Eurozone inflation reached 7% in April 2023, from 6.9% in March, according to Eurostat’s emergency estimate. Inflation in Greece shrank to 4.5% in the month of April, according to Eurostat’s provisional data. This is the fifth lowest inflation among the Eurozone member states.
It is recalled that inflation in Greece reached 5.4% in March 2023 (from 6.5% in February), while 6.9% is the corresponding rate at the Eurozone level, according to Eurostat’s final data for the previous month.
Looking at the main components of euro area inflation, food, alcohol and tobacco are expected to have the highest annual rate in April (13.6%, up from 15.5% in March), followed by non-energy industrial goods (6 .2%, compared to 6.6% in March), services (5.2%, compared to 5.1% in March) and energy (2.5%, compared to 0.9% in March).
Small drop in structural inflation
Excluding volatile food and fuel prices, core inflation slowed to 7.3% from 7.5%, while an even narrower measure, which excludes alcohol and tobacco, slowed to 5.6% from 5. 7%, short of forecasts for 5.7% and is the first decrease since last June.
In a hopeful development for the ECB, inflation for processed food, alcohol and tobacco slowed by a full percentage point to 14.7%, suggesting that the long-awaited turnaround in food prices may now be taking place.
The small surprise on core inflation comes as the ECB’s quarterly survey of bank lending points to an unusually large fall in credit demand amid tighter lending criteria, bolstering the case for a smaller rate hike.
The ECB has raised interest rates by at least 50 basis points at each of its last six meetings.
The image in Germany, France and Spain
German inflation unexpectedly eased in April after economic difficulties in early 2023. Consumer prices rose 7.6% year-on-year, down from 7.8% in March, a rate economists had expected to hold.
The country’s statistical office attributed the slowdown to goods and services.
Inflation in the eurozone’s second-largest economy unexpectedly accelerated to 6.9% in April, driven by energy and services costs.

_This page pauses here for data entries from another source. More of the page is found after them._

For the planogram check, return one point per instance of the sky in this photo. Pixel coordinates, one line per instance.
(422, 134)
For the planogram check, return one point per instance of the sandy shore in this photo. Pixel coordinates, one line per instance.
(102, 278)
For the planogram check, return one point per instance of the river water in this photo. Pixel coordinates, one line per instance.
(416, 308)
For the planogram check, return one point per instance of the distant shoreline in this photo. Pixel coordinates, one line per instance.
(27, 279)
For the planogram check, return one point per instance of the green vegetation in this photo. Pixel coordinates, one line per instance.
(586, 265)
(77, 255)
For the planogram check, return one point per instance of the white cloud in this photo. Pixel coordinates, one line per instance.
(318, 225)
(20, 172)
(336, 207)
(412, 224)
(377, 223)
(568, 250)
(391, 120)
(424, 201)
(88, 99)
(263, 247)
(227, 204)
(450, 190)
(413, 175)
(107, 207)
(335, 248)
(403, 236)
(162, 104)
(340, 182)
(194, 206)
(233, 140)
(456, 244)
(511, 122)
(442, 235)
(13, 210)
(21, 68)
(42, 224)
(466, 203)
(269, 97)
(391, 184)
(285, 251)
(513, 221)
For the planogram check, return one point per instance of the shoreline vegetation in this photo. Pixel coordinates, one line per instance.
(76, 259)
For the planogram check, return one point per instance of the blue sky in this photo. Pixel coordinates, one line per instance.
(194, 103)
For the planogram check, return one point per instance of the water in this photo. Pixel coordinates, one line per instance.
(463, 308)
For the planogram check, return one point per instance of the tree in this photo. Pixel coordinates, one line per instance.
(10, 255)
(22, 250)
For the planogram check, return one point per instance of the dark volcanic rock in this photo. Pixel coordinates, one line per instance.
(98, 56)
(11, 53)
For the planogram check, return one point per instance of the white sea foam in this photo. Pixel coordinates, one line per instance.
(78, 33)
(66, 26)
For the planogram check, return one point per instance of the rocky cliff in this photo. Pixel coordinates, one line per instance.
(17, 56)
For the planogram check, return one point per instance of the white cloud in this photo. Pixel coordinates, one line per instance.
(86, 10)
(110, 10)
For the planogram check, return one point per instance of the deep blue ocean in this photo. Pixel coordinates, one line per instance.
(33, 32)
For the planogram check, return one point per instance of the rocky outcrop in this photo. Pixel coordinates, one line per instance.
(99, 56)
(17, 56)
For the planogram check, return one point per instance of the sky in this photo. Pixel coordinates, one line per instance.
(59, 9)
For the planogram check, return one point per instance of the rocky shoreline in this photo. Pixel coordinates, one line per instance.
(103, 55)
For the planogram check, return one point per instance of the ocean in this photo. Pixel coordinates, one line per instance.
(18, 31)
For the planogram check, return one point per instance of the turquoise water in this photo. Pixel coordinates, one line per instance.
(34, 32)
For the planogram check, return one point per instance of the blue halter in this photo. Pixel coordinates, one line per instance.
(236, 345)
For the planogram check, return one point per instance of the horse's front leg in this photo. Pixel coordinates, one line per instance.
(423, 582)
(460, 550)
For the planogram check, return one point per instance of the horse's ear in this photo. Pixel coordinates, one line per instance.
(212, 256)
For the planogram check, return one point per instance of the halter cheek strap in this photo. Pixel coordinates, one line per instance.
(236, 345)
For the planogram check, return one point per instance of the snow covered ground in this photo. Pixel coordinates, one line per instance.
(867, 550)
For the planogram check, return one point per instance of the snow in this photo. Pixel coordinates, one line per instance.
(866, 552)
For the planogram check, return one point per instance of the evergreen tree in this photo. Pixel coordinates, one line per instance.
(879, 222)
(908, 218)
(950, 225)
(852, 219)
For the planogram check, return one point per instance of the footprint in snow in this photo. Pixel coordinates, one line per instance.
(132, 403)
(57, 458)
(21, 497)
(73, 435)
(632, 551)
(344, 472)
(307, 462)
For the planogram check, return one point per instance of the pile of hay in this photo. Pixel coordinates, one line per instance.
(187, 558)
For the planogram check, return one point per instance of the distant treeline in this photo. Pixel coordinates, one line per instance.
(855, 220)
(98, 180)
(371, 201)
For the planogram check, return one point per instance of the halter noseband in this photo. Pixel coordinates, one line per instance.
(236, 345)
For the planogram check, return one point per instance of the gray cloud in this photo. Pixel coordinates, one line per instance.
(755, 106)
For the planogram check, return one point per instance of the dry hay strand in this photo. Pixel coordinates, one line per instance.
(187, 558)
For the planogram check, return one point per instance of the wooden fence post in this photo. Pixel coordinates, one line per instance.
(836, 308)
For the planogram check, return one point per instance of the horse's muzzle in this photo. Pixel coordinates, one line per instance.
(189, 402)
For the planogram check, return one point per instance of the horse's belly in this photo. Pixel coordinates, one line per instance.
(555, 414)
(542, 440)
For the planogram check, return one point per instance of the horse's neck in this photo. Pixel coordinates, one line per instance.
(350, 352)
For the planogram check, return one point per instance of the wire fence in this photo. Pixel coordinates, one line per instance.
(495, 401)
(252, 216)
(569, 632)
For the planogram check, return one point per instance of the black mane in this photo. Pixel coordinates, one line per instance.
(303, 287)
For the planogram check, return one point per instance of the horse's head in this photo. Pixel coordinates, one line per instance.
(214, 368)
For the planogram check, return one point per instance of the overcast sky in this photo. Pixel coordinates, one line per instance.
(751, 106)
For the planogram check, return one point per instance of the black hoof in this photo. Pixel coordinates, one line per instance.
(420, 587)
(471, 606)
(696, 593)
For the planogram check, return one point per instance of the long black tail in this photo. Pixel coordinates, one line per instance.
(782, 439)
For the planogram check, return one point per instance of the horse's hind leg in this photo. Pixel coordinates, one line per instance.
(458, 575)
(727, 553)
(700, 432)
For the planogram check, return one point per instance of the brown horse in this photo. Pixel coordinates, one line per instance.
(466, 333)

It had risen 6.7% in March, more than the average estimate in a Bloomberg survey of economists, which expected France to remain flat
In Spain, inflation rose to 3.8% year-on-year in April, from 3.3% in March.
Fed and ECB moves
The FED is expected to raise interest rates again by 25 basis points on May 3rd, while a day later, on May 4th, the ECB is expected to make its own increase ranging from 25 to 50 basis points. For the FED, market factors estimate that it may then hit the brakes for this year, while the ECB may continue the hikes at least for June and July as well. But everything is still fluid as both central banks have put inflation under the microscope, since this will be the key factor that will determine their decisions.

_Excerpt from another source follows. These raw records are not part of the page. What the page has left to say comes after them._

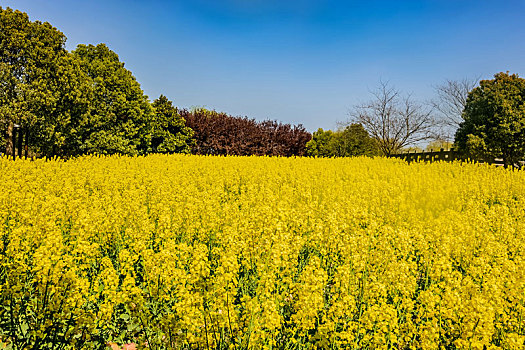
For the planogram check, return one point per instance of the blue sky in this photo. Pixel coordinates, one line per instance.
(297, 61)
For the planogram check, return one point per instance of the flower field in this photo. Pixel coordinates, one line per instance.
(194, 252)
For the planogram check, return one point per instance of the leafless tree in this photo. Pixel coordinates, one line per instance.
(450, 103)
(395, 121)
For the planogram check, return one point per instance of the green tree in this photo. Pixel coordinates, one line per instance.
(494, 120)
(319, 145)
(41, 85)
(351, 141)
(169, 131)
(120, 119)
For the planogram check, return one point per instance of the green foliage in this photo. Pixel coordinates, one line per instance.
(494, 120)
(42, 87)
(437, 145)
(169, 131)
(120, 115)
(351, 141)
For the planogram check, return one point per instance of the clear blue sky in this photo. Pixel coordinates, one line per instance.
(297, 61)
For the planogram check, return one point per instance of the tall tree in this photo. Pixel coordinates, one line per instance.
(494, 120)
(39, 84)
(120, 115)
(351, 141)
(169, 131)
(450, 104)
(393, 120)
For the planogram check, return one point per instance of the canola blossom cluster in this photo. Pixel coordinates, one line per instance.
(201, 252)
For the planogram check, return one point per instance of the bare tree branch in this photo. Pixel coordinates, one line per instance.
(450, 102)
(394, 121)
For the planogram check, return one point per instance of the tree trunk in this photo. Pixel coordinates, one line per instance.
(20, 141)
(10, 147)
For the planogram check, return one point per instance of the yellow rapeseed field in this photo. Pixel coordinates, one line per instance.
(189, 252)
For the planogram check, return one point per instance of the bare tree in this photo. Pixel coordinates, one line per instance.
(395, 121)
(450, 102)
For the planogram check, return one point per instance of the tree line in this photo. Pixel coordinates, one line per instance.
(59, 103)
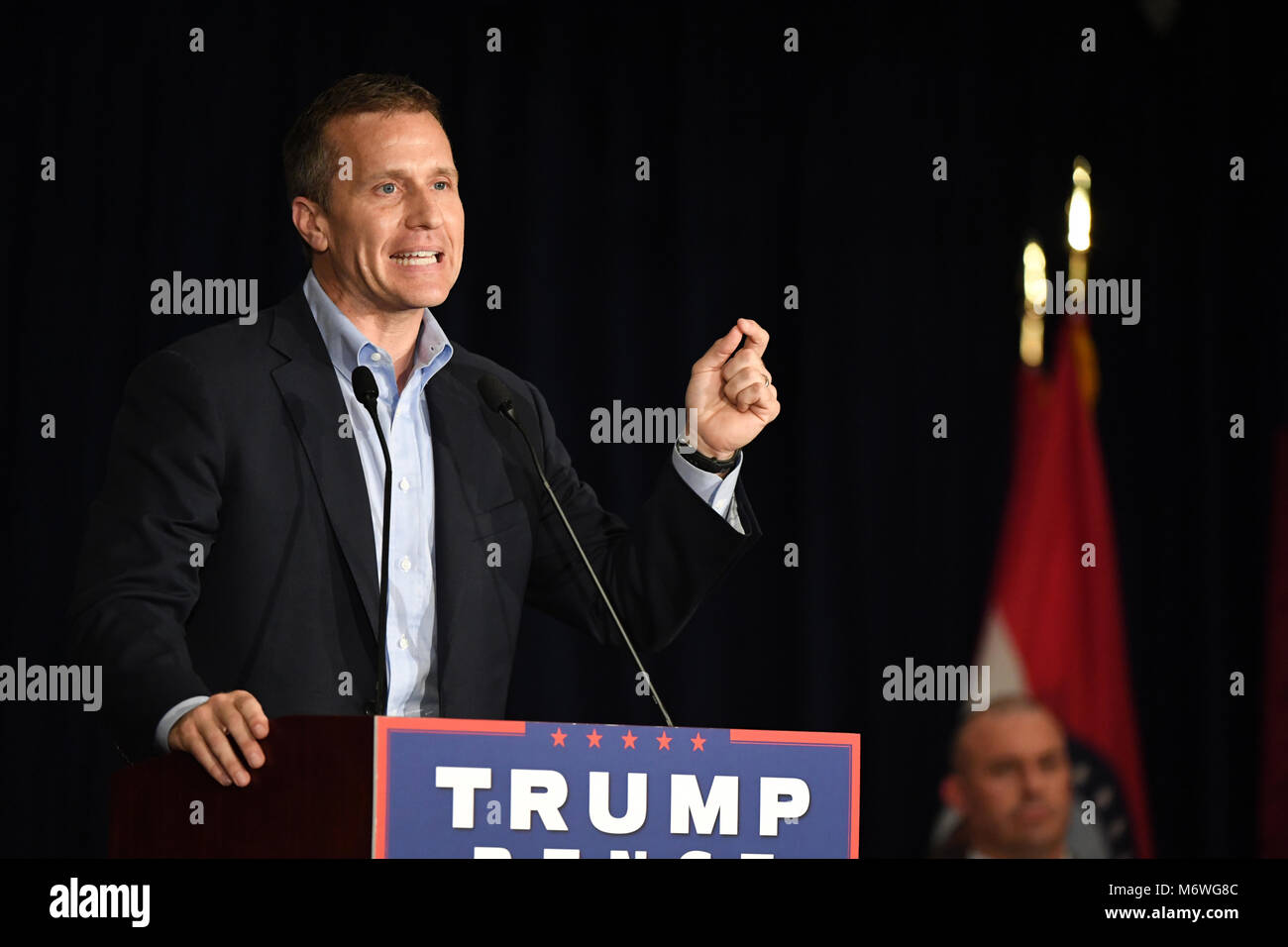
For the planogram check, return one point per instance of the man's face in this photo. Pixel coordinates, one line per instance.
(1014, 789)
(403, 200)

What central bankers are saying
Some policymakers, including French central bank chief Francois Villeroy de Galhau, have argued for a more measured move this month, arguing that the ECB has already raised borrowing costs sharply enough to constrain the economy.

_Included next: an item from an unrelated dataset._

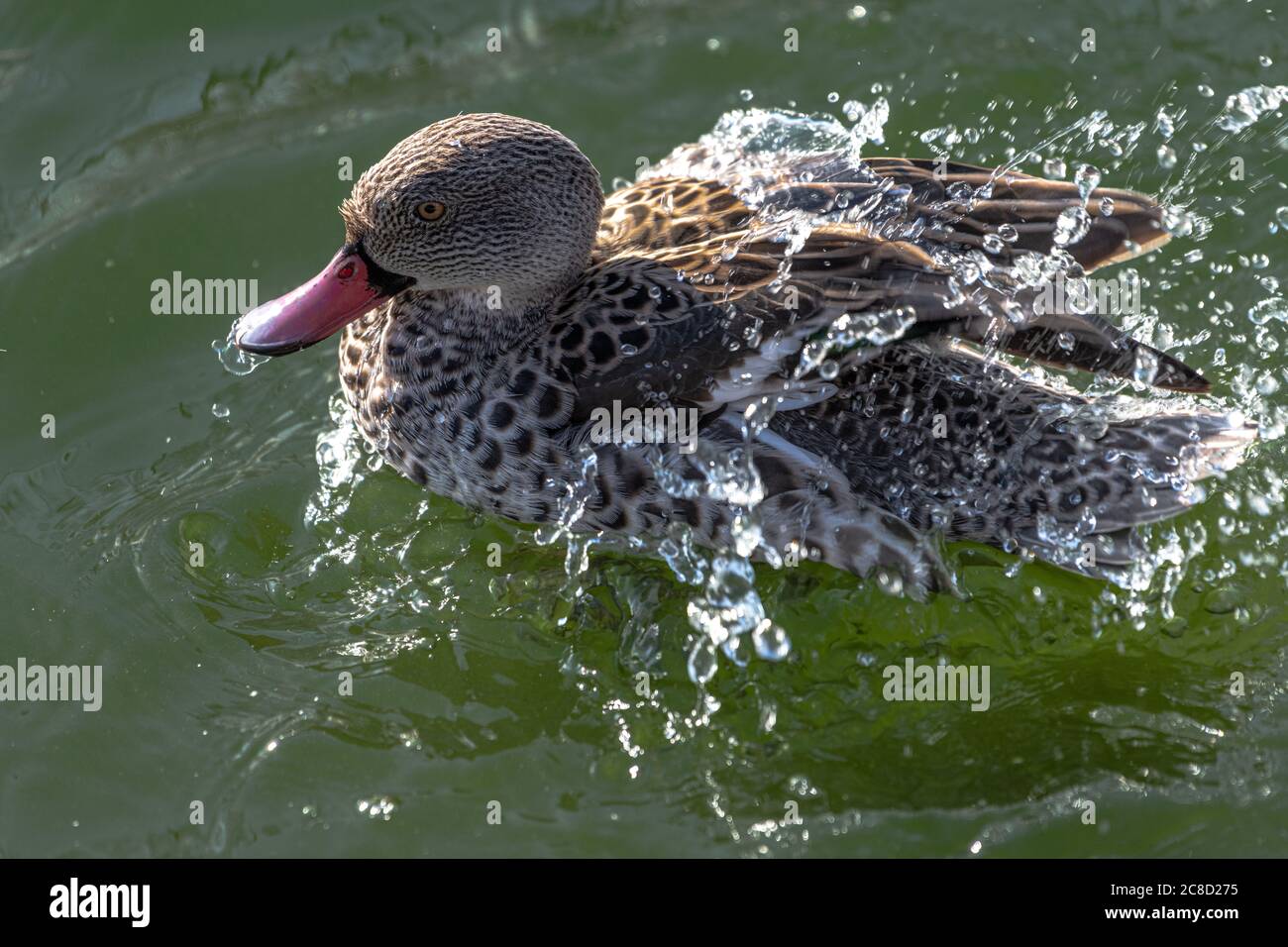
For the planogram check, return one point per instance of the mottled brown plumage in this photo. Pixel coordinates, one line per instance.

But others, including board member Isabel Schnabel, said a 50-basis-point move should remain among the options because rate hikes are proving sticky, raising the risk of flatlining above the ECB’s 2 percent target.
Almost all 26 members of the Governing Council appear to agree that more policy tightening is needed after a record 350 basis points in rate hikes since July.
Stability Program and scenarios for Greece
It is worth noting that inflation to 4.5% for this year and de-escalation to 2.4% in 2024 and 2% in the years 2025 and 2026, includes among others the Greek Stability Program for the years 2023-2026 submitted by the Greek government in Saturday, April 29 at the Commission.
The program is also accompanied by a sensitivity analysis concerning a monetary shock scenario, in accordance with the Commission’s instructions for the country’s programs. In this context, it examines the effects on economic activity and public finances of adverse developments in inflation and interest rates.
Specifically, the analysis examines a type of the following alternative scenarios:
A rise in oil, gas and commodity prices through 2023, leading to 0.5% higher overall inflation for the current year (Scenario A).
A monetary shock that raises interest rates by 50 basis points in 2023 relative to the baseline scenario (Scenario B).